住友電気工業は三菱商事テクノスと協業し、バインダージェット式3Dプリンタを使用した金属部品の量産事業を立ち上げるプロジェクトを開始した。金型レスの部品製造を導入し、製造業のデジタル化を加速させる。
住友電気工業は2023年7月27日、三菱商事テクノスと協業すると発表した。同月から、GE Additiveの最新バインダージェット式3Dプリンタ(BJ)装置を使用した、製造業向け金型レス金属部品の量産事業を立ち上げるプロジェクトを開始している。
3Dプリンタで金属部品を製造する方法は、レーザーで金属粉末を溶融、凝固させながら造形するレーザーパウダーベッド式(LPBF)を中心に高付加価値部品への適用が広がっている。バインダージェット方式とは、金属粉末をバインダー(結合剤)で固めて焼結する工法で、設計の自由度が高いことや金型レスであることに加え、LPBFと比較して造形速度が速く、生産性が50~100倍となるため、大幅に製造コストを低減できる。

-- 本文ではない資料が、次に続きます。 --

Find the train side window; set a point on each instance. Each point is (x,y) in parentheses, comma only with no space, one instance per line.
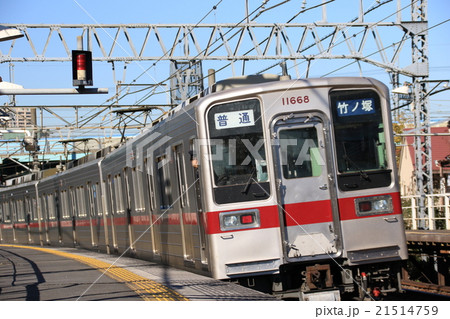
(164,182)
(181,176)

最新のBJ方式は、従来の鋳造法に迫る材料特性を有しながら、従来工法では製造が困難だった、複雑な形状の高付加価値部品や大型部品を低コストで量産できる。
同プロジェクトでは、国内製造企業での実証を経て、量産用BJ装置の国内設置を進めていく。さらに、自動車や重工業、産業機械、医療など高付加価値部品が必要となる分野に3Dプリンタによる製造を導入し、製造業のデジタル化を加速させる。